A pilot scheme run by the Łódź University of Technology, Swedish multinational networking and telecommunications company Ericsson and the National Institute of Telecommunications will simulate a 20,000 citizen-large intelligent town on the university’s campus.
“The pilot scheme will also help develop e-health services and the Internet of Things,” said the head of the Telecommunications Department at the Łódź University of Technology professor Sławomir Hausman, adding that “three parts of the campus can be compared in size to a 20,000 citizen-large town because that’s how many students and staff we’ve got. That’s a good model for testing the complex solutions of an intelligent city and other services provided by 5G.”
In the pilot scheme, the Internet of Things and broadband 5G services will help look after people with disabilities.
“Such a system of care could monitor physiological parameters, blood pressure and cardiac activity.
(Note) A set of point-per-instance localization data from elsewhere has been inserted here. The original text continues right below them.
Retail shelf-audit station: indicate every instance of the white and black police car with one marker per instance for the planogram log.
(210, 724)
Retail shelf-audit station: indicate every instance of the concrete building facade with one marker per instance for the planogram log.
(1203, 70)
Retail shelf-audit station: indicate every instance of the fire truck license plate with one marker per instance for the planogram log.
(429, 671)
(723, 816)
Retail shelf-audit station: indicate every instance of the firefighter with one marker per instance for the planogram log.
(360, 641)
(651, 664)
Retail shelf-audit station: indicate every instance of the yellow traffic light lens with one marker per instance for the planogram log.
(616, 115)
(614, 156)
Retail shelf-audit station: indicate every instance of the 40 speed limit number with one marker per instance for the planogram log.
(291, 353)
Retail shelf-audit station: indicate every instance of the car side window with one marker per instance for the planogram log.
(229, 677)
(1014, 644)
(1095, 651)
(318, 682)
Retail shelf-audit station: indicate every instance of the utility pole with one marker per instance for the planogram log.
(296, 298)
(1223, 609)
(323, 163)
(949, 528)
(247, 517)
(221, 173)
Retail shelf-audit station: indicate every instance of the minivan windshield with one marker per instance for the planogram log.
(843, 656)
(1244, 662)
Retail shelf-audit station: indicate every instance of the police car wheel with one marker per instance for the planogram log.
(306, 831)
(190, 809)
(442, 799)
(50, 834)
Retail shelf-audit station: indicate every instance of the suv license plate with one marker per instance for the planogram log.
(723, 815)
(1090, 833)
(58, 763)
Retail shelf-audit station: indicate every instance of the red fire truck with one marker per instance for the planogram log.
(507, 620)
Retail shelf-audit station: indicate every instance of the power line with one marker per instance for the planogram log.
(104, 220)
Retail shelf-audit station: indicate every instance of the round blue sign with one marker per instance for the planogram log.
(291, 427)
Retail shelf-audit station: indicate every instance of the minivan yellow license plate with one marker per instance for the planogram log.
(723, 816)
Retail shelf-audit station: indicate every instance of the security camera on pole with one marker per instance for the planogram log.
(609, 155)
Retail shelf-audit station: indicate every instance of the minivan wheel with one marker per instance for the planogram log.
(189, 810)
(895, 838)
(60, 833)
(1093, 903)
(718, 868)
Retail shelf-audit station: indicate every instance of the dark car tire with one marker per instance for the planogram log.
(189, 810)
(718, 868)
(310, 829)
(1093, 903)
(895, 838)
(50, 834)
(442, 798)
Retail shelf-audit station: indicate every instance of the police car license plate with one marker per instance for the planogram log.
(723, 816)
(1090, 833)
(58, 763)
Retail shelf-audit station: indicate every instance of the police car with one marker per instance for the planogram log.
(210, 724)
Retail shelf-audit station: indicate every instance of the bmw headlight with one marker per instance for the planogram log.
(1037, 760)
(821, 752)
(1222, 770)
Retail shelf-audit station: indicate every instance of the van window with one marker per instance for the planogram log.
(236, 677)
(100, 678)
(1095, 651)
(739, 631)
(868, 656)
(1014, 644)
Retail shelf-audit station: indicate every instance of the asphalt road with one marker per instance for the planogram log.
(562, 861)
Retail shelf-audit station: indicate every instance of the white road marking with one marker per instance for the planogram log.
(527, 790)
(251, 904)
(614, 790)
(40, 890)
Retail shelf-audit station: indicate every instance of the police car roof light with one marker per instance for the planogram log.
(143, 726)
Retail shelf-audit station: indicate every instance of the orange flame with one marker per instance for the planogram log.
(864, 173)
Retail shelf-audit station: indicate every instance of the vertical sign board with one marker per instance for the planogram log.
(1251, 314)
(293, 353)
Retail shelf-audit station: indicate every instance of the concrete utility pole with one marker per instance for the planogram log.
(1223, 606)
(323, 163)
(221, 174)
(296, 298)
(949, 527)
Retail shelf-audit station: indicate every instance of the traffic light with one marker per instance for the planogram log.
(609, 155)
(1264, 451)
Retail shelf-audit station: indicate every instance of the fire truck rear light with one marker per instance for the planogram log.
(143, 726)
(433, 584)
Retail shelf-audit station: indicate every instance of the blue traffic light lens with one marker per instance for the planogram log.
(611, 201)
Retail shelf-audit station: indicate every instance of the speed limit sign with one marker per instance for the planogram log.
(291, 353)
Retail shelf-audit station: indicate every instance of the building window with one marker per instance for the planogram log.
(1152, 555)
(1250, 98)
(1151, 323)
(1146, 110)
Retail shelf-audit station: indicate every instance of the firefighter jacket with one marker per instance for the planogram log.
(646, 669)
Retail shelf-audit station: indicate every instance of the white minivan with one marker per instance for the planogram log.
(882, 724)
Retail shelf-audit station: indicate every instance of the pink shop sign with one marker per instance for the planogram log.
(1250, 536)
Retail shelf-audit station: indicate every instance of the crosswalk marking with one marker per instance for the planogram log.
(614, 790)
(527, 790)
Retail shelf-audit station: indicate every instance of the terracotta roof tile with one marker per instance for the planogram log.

A small sensor placed on a person’s body can transmit data directly to a cloud via a 5G network where they will be analysed by a system using artificial intelligence algorithms. We are talking about immediate diagnosis here and swift detection of health conditions that require immediate attention,” said Professor Hausman.
The scientist also said that the technology will enable 24/7 monitoring and care of elderly people.
“Another planned 5G scheme is the modernisation of a support programme for blind people,” said Professor Hausman, adding that if a person with sight dysfunctionality finds him or herself in a difficult situation “an assistant will be able to help him or her remotely.”
But according to the scientist, “the most important element of the 5G pilot scheme are solutions for start-ups and companies,” adding that thanks to the access to the 5G network Polish entrepreneurs will be able to test their designs.